Latitude: 51.6683 / 51°40'5"N
Longitude: -3.7649 / 3°45'53"W
OS Eastings: 278044
OS Northings: 198090
OS Grid: SS780980
Mapcode National: GBR H4.63QJ
Mapcode Global: VH5GN.PBJD
Plus Code: 9C3RM69P+83
Entry Name: Grotto in Gnoll Estate
Listing Date: 25 February 2000
Last Amended: 25 February 2000
Grade: II
Source: Cadw
Source ID: 22860
Building Class: Gardens, Parks and Urban Spaces
ID on this website: 300022860
Location: At the NE end of the Gnoll Estate on the hillside immediately W of the informal cascade.
County: Neath Port Talbot
Community: Tonna
Community: Tonna
Locality: Gnoll Estate
Traditional County: Glamorgan
Tagged with: Grotto
The extensive park and grounds at the Gnoll were laid out for Sir Humphrey Mackworth in 1724-7 and were centred upon fish ponds (that also supplied water to his copper works) and cascades. An informal upper cascade in Mosshouse Wood was added in the 1740s by an unknown designer, working for Herbert Mackworth. The grotto beside the cascade was also added at this time. Follies were later added in the 1780s by Sir Herbert Mackworth, which included a gazebo above the grotto and the Ivy Tower. The late C18 was the heyday of the Gnoll grounds, although it was revived in the C19 by the Grant family and Charles Evan Thomas. The latter came to an agreement with Neath Corporation for the building of Mosshouse Wood reservoir, which is dated 1889. The estate was acquired by the local authority in 1923. The house was demolished in 1957. Restoration of the grounds began in 1984-5 when the grotto was rediscovered.

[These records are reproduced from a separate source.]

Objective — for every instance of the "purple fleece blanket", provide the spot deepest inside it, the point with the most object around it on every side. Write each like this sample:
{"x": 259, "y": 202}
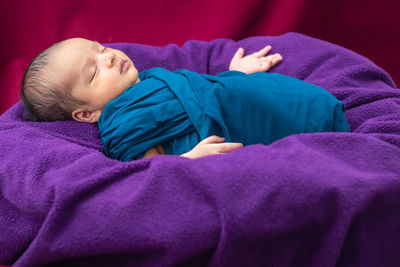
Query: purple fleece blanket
{"x": 320, "y": 199}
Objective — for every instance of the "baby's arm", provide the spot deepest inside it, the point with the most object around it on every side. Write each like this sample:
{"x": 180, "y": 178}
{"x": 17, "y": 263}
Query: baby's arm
{"x": 256, "y": 62}
{"x": 209, "y": 146}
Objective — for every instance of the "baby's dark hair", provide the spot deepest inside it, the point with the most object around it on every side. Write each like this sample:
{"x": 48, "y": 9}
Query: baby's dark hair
{"x": 45, "y": 98}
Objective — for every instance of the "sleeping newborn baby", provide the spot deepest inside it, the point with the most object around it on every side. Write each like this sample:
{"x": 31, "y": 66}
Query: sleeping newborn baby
{"x": 181, "y": 112}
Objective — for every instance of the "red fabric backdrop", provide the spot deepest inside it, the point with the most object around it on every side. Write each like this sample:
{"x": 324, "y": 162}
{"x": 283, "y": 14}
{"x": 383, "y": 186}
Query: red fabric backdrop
{"x": 369, "y": 27}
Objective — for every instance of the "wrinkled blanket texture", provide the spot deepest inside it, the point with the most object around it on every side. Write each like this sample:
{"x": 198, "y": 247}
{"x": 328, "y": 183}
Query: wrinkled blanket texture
{"x": 320, "y": 199}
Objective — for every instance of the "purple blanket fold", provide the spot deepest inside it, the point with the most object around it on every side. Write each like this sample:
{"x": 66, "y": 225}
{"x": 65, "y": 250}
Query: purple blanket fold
{"x": 321, "y": 199}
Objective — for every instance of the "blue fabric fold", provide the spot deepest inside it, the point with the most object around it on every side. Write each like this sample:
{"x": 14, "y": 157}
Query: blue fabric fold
{"x": 179, "y": 109}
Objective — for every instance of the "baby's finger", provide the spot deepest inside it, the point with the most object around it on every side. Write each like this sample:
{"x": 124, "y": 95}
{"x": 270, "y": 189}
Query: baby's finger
{"x": 213, "y": 139}
{"x": 263, "y": 51}
{"x": 228, "y": 147}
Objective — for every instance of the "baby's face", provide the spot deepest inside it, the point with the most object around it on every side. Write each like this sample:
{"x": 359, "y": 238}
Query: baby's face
{"x": 96, "y": 74}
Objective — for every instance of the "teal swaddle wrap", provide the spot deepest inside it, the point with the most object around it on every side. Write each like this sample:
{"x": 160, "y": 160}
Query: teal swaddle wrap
{"x": 179, "y": 109}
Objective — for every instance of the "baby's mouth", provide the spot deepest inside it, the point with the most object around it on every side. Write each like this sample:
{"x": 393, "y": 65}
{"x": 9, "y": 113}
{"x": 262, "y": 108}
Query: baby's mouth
{"x": 123, "y": 66}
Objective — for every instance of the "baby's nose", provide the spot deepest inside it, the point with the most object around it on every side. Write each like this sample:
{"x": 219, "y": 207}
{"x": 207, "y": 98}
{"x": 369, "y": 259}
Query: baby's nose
{"x": 110, "y": 59}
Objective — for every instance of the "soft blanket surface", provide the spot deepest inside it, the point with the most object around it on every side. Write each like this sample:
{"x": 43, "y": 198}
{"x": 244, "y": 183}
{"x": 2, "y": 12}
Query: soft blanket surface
{"x": 320, "y": 199}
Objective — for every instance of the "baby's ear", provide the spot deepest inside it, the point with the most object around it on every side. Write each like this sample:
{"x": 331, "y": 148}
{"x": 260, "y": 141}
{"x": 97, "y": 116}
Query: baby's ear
{"x": 84, "y": 115}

Cut into bedrock beneath a rebuilt gazebo. The entrance has a large bedrock lintel and is flanked by drystone revetment walls, the whole composition intended to resemble a Cotswold-Severn style prehistoric chamber tomb. Inside, the single circular chamber is quarried out of bedrock and has a crude flattened domical stone vault, which was intended to drip lime and form stalactites. The floor has an outer circular pavement of random paving stones and a kerb, which probably defines a former pool in the centre.
Listed as an unusual and well-preserved feature of an important landscape garden, and for group value with the adjacent cascade.